The projects I remember most are the ones where I learned a lot. As part of implementing invoice digitization for a telco company, I was able to learn how to script a scanning application in a way that hadn’t been fully documented before, all because I was able to get in touch with its developers. I still benefit from it to this day. The best information is always at the source, but it’s not easy to get it through support staff. Communication with my partner, who was in charge of the follow-up product area, also helped me a lot. We were well matched.
The second project I would mention was a product upgrade and customer data migration for a Romanian energy operator from Hungary to England. This involved coordination with the entire foreign team of the client and its ICT guarantor – daily communication regarding export, encrypted transfer, and data restoration at the destination. It took all summer. I was about to become a father at the time, so it was more mentally challenging for me. But I managed everything successfully with support from the company management. Then I quite easily pushed forward an extension of the project in Romania the following year.
What is your biggest achievement at IXTENT?
As I become farsighted with age, I look back first to my beginnings. The turning point was when I was able to use reverse analysis to describe the data of a historical product that needed to be migrated. Nobody knew it, I found only the smallest mension of its origin and the time of its creation on the internet.

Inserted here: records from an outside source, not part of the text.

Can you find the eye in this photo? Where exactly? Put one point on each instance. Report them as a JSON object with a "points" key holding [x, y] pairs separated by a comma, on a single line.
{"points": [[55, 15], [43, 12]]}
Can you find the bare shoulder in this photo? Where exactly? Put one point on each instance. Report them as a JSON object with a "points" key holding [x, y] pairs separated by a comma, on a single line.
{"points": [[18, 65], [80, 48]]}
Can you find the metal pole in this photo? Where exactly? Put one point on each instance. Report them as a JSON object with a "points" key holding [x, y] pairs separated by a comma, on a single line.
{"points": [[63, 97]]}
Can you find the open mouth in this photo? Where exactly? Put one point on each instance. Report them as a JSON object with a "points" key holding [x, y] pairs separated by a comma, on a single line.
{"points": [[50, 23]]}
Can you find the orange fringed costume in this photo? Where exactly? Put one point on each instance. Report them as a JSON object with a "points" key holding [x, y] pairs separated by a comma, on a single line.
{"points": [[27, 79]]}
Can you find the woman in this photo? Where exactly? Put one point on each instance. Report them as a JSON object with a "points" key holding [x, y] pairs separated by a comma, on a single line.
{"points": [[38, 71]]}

Or when I discovered an unpublished bug in something I deal with almost every day and the manufacturer couldn’t refute it.
I am always pleased when I can give good advice to my colleagues or inspire them.

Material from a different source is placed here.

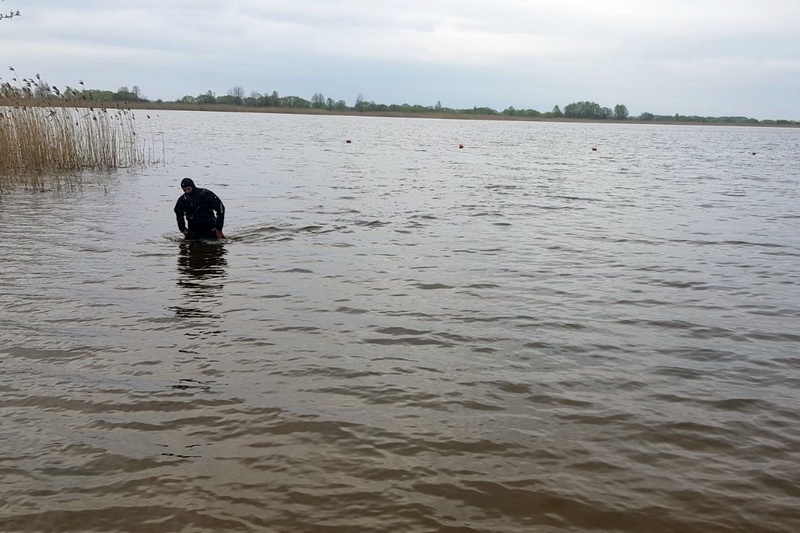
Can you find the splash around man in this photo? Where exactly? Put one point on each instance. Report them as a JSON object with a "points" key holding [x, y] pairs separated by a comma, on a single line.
{"points": [[202, 210]]}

I was involved in the early adoption of the GTD method for managing personal tasks and priorities at the company.
Now I am paving the way to operating micro services as a native platform for running OpenText products in a private and hybrid cloud.
If you were to recruit a newcomer to your team, how would you introduce the team and IXTENT as whole?

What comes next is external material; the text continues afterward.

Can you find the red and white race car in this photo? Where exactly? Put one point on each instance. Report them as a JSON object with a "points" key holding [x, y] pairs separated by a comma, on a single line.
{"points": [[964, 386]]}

After luring them to the tastefully decorated facility, I would try to describe how we function as a team and watch their body language. Our main benefits are the intangible ones. A candidate can have astounding knowledge or be a blank sheet of paper and grow up here, but if we don’t fit together, one or the other party will back out of the relationship sooner or later. Then it’s a wasted investment.
From the IT perspective, where do you see the future?
In terms of our mission to operate without paper, I’m still waiting for the ubiquitous scrolling displays and holographic projectors. And also for voice control, or rather tasking technology for ordinary people. Users don’t care how advanced the chips and programs behind it are.
What makes you happy in life?
I’m currently enjoying spending time with our little ones. One finds pleasure in what comes back in response to a joyful deed. Whether it’s helping others with something or just paying attention to them. Of course I love a good beer or glass of wine with someone, but ultimately it’s about being here for more than just ourselves and sharing something.
How do you relax?
On my recent vacation, I spent two hours whittling a piece of board with a knife just to give it a shape that felt good to touch. Or sticks for the children. It was new to me. I didn’t have to think about it –kind of a meditation with wood.
But otherwise I like to listen, read or watch something nice and informative. I also ride a folding bicycle, but that’s just to get from place to place. It’s mainly a means of transport for me.
What is your life motto?
As a member of an antique family, I would have “In Defense!” embroided on the bannerol. As a member of a knightly order, I would carry a banner in a similar vein with the text “To ancestors and to arms!” – in Latin, of course. Both reflect the historical experience of my ancestors, which is non-transferable. But as far as I can tell, the best defense against everything bad is to live in joy, so as a patriot of Radotín I would say to the reader: “Live every day as though you were playing lacrosse!” For the purpose of lacrosse – the game of the original North American inhabitants of the Great Lakes – is to play for the pleasure of the Creator.